The polynomial has no linear factors $(x-a)$, as if it did then $a|t^4+t^2=t^2(t+1)^2$ by the rational root theorem, and each of the 9 possibilities may be plugged in to the polynomial to get a non-zero result.

This leaves the scenario that the polynomial factors as a product of quadratics:

$$f(x)=(x^2+ax+b)(x^2+cx+d)=x^4+(a+c)x^3+(ac+b+d)x^2+(ad+bc)x+ bd$$

This gives us four equations: $$\begin{eqnarray} a+c&=& t \\ bd&=&t^4+t^2\\ ad+bc &=&t^3+t\\ ac+b+d&=&t^2+1\end{eqnarray}$$

By the mention of Gauss' lemma in the first sentence, we may list the 9 possible values for $b,d$ assuming they lie in $k[t]$ and then check each case.

By symmetry, we have only 5 cases to consider: $b=1,t,t+1,t^2,t(t+1)$ (these give $d=t^4+t^2,t^3+t,t^3+t^2,t^2+1,t(t+1)$ respectively).

We can eliminate most of these situations by considering the third equation, $ad+bc=t^3+t$.

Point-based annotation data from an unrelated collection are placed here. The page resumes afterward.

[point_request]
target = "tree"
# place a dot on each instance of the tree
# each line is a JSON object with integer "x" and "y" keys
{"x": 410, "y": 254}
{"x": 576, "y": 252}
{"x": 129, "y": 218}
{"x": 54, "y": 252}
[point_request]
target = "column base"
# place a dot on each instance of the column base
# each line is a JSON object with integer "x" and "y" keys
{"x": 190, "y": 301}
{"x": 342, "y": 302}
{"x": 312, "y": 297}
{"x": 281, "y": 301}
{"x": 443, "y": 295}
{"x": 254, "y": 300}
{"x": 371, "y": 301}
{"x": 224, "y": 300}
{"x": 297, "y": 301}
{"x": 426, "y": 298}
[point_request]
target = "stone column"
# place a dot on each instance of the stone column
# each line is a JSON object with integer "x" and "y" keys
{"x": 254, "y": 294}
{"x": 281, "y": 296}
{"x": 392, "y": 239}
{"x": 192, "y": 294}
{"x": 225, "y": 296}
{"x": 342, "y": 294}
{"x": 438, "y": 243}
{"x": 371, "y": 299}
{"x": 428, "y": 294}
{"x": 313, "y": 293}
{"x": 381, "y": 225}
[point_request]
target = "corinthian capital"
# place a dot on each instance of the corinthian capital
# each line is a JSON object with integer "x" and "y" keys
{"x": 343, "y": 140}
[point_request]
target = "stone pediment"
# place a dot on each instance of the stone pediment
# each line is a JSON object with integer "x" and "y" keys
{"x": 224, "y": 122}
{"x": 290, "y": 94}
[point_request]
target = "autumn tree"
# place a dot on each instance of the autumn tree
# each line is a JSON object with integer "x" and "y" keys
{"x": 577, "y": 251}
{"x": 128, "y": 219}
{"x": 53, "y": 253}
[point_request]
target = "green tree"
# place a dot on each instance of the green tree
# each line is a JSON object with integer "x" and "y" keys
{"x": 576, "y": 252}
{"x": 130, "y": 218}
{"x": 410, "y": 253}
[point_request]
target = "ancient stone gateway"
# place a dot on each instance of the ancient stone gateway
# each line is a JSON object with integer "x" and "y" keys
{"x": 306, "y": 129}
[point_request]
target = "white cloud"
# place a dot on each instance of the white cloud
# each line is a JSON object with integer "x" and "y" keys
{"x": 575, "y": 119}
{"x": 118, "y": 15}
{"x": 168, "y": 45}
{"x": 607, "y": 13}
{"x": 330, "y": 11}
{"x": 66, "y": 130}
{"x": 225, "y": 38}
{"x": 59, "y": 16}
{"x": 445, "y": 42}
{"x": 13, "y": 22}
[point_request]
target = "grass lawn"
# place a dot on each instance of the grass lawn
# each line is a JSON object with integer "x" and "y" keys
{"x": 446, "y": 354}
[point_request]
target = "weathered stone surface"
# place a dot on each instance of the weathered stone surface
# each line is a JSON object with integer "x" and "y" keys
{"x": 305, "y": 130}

Case 1 gives $a(t^4+t^2)+c=t^3+t$, which may be dismissed by degree considerations- if $a$ is of degree $n$ in $t$, then $c$ must be of degree $4+n$ in $t$, but also is at most degree $n+1$ in $t$ by the equation $a+c=t$.

Case 2 gives $a(t^3+t)+ct=t^3+t$, or $at^3+(a+c)t=at^3+t^2\neq t^3+t$, as $a+c=t$. So this case is impossible.

Case 3 gives $a(t^3+t^2)+c(t+1)=t^3+t$. On the other hand, the equation $ac+b+d=t^2+1$ will help here- plugging in, we have that $ac=t^3+t$, so $a=t^p(t+1)^q$ where $p\in\{0,1,2\}$ and $q\in\{0,1\}$. For each choice, it is clear that $a+c\neq t$, so this case is impossible.

Case 4 gives $a(t^2+1)+ct^2=t^3+t$, or $(a+c)t^2+a=t^3+a=t^3+t$ so $a=t$, $c=0$. Plugging this in to the remaining equation $ac+b+d=t^2+1$, we have $t\cdot0+t^2+t^2+1=1\neq t^2+1$. So this is impossible.

Case 5 may be immediately discarded, as it reduces to $(a+c)(t^2+t)=t(t^2+t)=t^3+t^2\neq t^3+t$.

Therefore the given polynomial is irreducible.